Zuaiter has been an actor in the US for decades, with credits including HomelandPrison Break and House of Cards among dozens of other credits, but Baghdad Central marks his first time leading a series.

“I figured I could bring some detail and authenticity to the role,” he says, with a smile of understatement. “The setting is foreign but the show really doesn’t feel it, because so much of what goes on is familiar. This is the kind of role I’ve always wanted to play, and I’ve always wondered why there weren’t more of these opportunities.”

But he almost didn’t take it. When the role was pitched to him two years ago, Zuaiter’s father had recently died, sending him into “a hole of depression” which he couldn’t shake.
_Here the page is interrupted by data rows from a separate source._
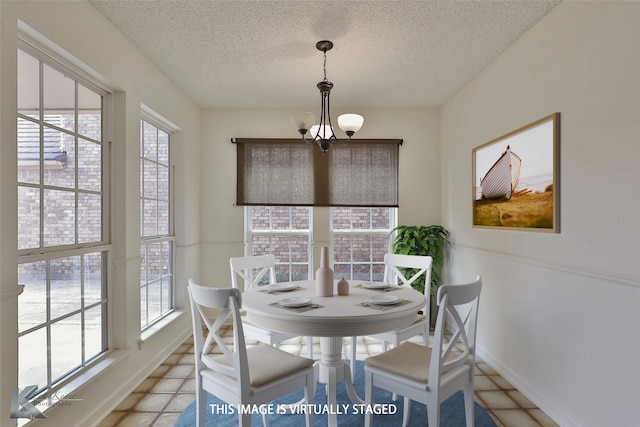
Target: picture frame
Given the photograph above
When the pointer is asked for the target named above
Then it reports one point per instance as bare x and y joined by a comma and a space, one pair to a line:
516, 179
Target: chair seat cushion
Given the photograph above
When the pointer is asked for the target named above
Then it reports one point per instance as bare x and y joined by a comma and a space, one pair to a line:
408, 360
267, 363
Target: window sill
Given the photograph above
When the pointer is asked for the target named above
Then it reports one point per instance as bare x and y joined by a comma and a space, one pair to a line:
159, 325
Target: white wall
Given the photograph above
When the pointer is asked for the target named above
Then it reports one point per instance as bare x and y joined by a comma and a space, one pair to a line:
222, 222
85, 35
560, 313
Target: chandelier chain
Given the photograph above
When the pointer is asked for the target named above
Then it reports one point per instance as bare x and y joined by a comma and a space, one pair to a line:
325, 66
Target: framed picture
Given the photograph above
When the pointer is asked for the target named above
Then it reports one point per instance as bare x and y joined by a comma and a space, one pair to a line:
516, 179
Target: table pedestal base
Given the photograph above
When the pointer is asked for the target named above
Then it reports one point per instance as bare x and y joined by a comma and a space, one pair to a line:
332, 371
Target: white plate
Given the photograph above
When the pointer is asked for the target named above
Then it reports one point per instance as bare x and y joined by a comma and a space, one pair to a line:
295, 302
282, 287
375, 285
384, 300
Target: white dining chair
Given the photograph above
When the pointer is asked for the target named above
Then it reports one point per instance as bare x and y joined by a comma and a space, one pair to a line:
241, 375
430, 375
394, 264
259, 270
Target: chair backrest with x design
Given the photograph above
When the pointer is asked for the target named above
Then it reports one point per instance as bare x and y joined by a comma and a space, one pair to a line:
396, 264
458, 316
234, 364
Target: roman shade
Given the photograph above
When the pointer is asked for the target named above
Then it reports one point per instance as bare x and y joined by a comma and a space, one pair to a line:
287, 172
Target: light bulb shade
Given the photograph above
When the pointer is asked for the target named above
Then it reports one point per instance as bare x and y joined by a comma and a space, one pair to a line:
350, 123
302, 120
321, 133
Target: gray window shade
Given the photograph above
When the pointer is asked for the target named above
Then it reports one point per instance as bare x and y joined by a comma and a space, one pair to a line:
287, 172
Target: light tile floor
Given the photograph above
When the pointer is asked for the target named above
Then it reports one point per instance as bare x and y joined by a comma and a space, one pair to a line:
161, 398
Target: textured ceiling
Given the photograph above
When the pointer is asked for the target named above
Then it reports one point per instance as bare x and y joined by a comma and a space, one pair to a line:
262, 53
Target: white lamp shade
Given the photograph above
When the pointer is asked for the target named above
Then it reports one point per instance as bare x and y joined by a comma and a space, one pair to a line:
325, 133
350, 122
302, 120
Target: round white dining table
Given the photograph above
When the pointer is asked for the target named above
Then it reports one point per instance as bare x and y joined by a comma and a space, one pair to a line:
332, 319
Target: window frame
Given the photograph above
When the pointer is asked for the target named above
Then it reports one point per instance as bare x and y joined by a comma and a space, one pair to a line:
160, 124
362, 232
281, 265
102, 246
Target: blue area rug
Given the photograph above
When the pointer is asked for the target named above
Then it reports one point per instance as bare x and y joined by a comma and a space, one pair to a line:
349, 414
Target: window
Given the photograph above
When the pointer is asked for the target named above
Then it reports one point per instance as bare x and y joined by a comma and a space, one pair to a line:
360, 238
285, 232
285, 172
62, 206
359, 181
156, 225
“I was in a weird state of mind, with a very negative filter. I heard about it and just thought, ‘ugh, another accented Middle Eastern role’ – which I’d been trying to break out of because in the States they’re a little narrow-minded when it comes to casting those. But I read it a second time and just thought, ‘wow’. It really resonated.”

As an American actor of Middle Eastern descent, for several years Zuaiter struggled to find parts that didn’t involve a negative, stereotypical portrayal of people from the region. After 9/11, he was made to promise his father – who was never particularly approving of his decision to go into acting, especially as Zuaiter’s brothers went into finance, working for George Soros – that he’d never play a terrorist. It wasn’t easy, he says, “when all the roles involved something like being the leader of Isis in the US.”
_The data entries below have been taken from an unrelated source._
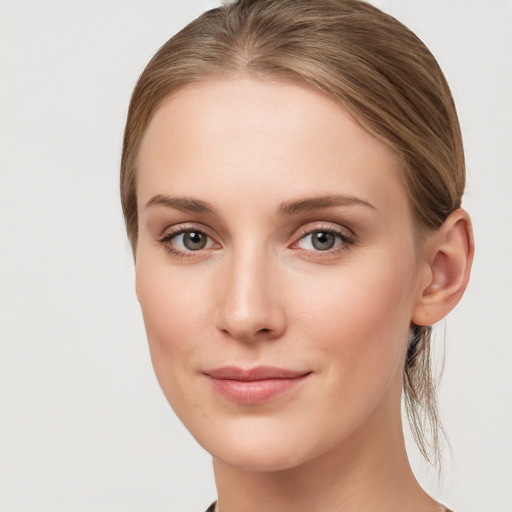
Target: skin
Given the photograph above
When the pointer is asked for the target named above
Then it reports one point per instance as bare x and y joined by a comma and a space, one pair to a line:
260, 292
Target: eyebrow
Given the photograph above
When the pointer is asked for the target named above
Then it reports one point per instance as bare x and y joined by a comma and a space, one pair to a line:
186, 204
294, 207
315, 203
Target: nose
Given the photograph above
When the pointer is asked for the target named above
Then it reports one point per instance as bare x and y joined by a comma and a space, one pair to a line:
250, 306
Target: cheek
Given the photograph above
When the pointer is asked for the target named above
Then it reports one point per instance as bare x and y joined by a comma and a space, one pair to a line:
173, 310
360, 319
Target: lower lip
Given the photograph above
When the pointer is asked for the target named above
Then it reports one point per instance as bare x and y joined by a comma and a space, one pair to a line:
257, 391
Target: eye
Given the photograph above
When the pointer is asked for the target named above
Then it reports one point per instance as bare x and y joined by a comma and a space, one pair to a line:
187, 241
320, 240
324, 240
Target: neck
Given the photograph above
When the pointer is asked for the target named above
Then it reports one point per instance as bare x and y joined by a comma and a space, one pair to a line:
367, 472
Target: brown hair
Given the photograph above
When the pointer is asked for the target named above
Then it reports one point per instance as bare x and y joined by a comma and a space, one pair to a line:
361, 58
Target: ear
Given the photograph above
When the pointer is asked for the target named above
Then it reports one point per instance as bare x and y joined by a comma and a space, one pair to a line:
448, 256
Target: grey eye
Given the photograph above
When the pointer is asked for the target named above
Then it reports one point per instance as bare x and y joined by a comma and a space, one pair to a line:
194, 240
323, 240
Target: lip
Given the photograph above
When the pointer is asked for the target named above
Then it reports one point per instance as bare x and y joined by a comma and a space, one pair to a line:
254, 385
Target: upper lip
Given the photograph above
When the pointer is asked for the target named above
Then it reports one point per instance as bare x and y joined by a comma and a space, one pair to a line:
254, 374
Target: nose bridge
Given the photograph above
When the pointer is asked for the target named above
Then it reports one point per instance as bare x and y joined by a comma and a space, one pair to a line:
250, 305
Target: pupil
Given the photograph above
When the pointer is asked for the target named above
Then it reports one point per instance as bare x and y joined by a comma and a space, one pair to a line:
323, 240
194, 241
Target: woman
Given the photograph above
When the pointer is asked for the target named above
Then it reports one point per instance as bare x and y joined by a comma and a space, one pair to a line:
291, 181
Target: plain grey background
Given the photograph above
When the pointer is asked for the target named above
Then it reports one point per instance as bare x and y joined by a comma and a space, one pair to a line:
83, 424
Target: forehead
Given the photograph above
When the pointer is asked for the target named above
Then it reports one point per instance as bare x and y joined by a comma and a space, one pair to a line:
229, 141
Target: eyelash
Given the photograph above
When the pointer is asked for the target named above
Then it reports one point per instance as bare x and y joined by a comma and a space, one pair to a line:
346, 241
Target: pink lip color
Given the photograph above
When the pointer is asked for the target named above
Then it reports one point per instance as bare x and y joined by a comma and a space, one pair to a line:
256, 385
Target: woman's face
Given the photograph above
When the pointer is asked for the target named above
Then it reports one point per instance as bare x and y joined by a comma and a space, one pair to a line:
277, 271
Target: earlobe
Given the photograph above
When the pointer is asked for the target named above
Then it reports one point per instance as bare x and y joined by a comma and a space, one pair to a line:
449, 255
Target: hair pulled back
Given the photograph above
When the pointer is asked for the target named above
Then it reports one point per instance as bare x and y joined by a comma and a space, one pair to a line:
361, 58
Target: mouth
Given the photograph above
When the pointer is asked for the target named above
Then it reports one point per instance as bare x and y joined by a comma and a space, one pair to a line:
255, 385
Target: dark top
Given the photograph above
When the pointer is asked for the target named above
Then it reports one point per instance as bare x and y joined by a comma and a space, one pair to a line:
211, 508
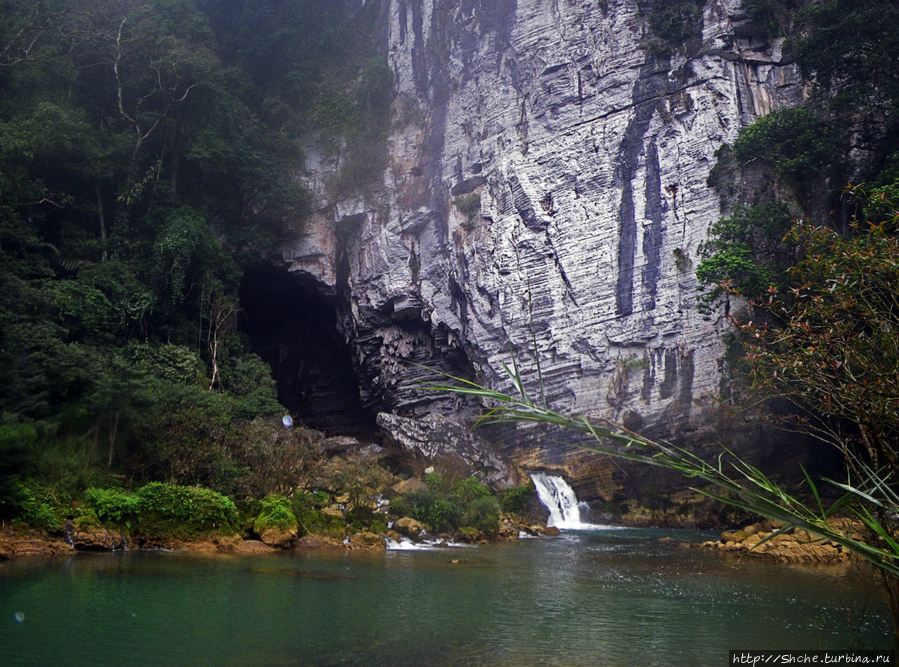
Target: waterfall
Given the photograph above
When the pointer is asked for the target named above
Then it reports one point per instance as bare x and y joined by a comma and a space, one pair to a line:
559, 498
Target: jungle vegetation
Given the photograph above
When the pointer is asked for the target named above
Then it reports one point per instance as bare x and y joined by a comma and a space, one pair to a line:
148, 155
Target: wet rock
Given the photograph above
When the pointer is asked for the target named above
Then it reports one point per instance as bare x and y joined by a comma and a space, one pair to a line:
436, 440
253, 547
318, 542
799, 547
366, 540
97, 538
408, 486
280, 538
408, 526
340, 444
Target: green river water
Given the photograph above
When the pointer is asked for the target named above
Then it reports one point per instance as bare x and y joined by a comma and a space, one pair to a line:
615, 597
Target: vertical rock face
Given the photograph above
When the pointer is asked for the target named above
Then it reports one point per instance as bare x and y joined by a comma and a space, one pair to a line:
546, 190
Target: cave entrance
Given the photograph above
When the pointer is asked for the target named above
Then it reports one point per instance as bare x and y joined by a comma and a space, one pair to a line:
292, 324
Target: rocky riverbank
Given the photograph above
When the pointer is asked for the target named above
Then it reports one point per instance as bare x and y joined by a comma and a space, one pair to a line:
759, 540
20, 543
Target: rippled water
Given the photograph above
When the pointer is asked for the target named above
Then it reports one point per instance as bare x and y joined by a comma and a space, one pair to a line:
606, 598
“My first TV gig was an episode of Law and Order, where I played a guy in a sleeper cell who literally grabs a box cutter when the police come for him. I remember turning down a few things because I was so angry.”

Around the same time Zuaiter was in Kuwait in 1990, Joana – who has Lebanese, Scottish and Fijian ancestry – was in the region too, with her mother and grandmother. Unable to get out, the three women were eventually taken to Baghdad and held in a hotel with more than a dozen mainly British families. It was from there that Hussein made an infamous television appearance, explaining that they were being kept in order to prevent war.

Footage of the dictator ruffling one terrified-looking child’s hair went around the world. Joana, who was eventually released and made it to the UK as the last group of foreigners out of Iraq, was one of the hostages standing behind him.

“Yeah that’s funny – well, now it seems it, but at the time they were all worried about worst-case scenarios. Her mother even cut Joana’s hair really short and put a pillow under her shirt, to disguise the fact she was a girl, as she feared what might happen to her. They were terrified.”

Given recent global events, Zuaiter worries for the immediate future of the Middle East. “I fear things could get worse again, unfortunately. We say it in the show, but this is the cradle of civilisation, Iraq, Syria, Iran. Civilisation then spread to the rest of the world but the irony is that conflict is always coming back to that region, which I find so sad,” he says.

“People in the US are confused by what’s going on. But as somebody who’s been in the States for a while, it seems like it’s a war machine. Like every 10 years or so there has to be a war.”

He intends to play his part in an image change. Now that television executives have seemingly investigated every crime in Scandinavia, Baghdad Central, which is based on a novel of the same name by US author Elliot Cola, is arguably the first ‘Middle Eastern noir’. It was part of the appeal for Zuaiter: telling a universal whodunnit story that just so happens to be set in Iraq, and shows how similar, rather than different, the Middle East is from the West. After enough drama in his own life, TV’s newest detective can’t wait to tell it.